14. ### James4553 Thread Starter Active Member

Jun 7, 2008
35
0
I have reviewed the information from the link provided, and at the summary it says:

Steps to follow for Thevenin's Theorem:
• (1) Find the Thevenin source voltage by removing the load resistor from the original circuit and calculating voltage across the open connection points where the load resistor used to be.
If the original source voltage is 12V and the series resistor is 4V, are you telling me that the load resistor (and therefore Vthev) isn't 8V ?

15. ### hgmjr Moderator

Jan 28, 2005
9,030
214
The Thevenin voltage is not 8V.

hgmjr

16. ### James4553 Thread Starter Active Member

Jun 7, 2008
35
0
I think I know where I went wrong.

Is the Vthev = 12V because the series resistor is not connected on one end and doesn't carry current, and therefore doesn't have a voltage drop?

17. ### hgmjr Moderator

Jan 28, 2005
9,030
214
You have figured it out on your own. Well done.

hgmjr

18. ### cumesoftware Senior Member

Apr 27, 2007
1,330
10
No, I'm telling you just the opposite. The drop across the load resistor (not Vthev) is 8V. What did you learned about how voltage divides across series resistors? You know that the Thevenin voltage, or the voltage generated the the ideal voltage source, is 12V. You know that the voltage drop across the load resistor is 8V. Thus the voltage drop across Rthev is 4V right?

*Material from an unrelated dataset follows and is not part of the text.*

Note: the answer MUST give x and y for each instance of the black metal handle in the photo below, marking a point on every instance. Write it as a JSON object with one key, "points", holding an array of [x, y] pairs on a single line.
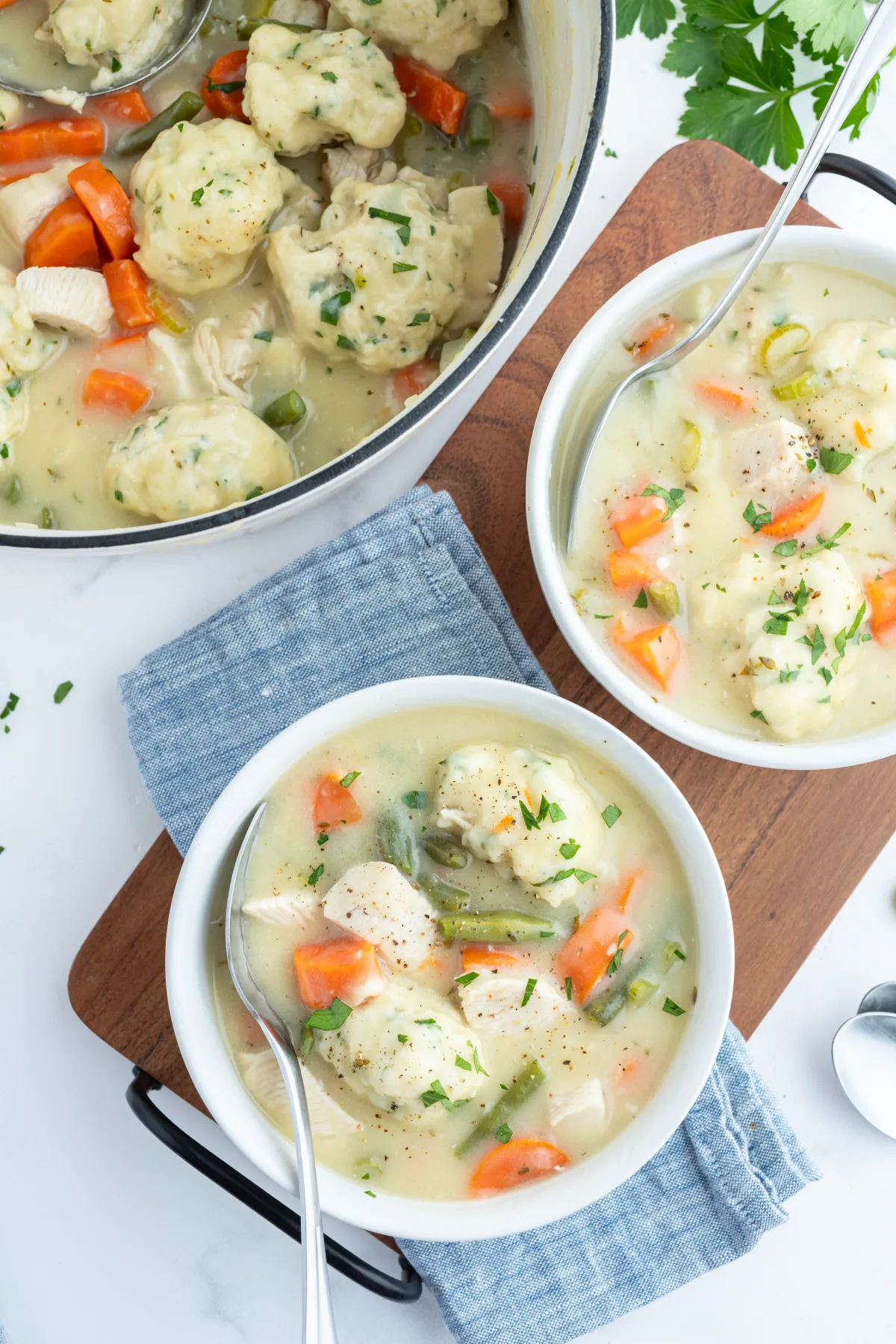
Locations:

Keep in mind that you are dealing with an hypothetic real voltage source, which is represented by an ideal voltage source and a series resistor. If there is no load, there will be no current across the series resistor Rthev and therefore there is no voltage drop. Therefore, in a no load situation you are measuring the Thevenin's voltage, with is the voltage of the ideal voltage source.

I'm practically doing your homework. You really have to learn this.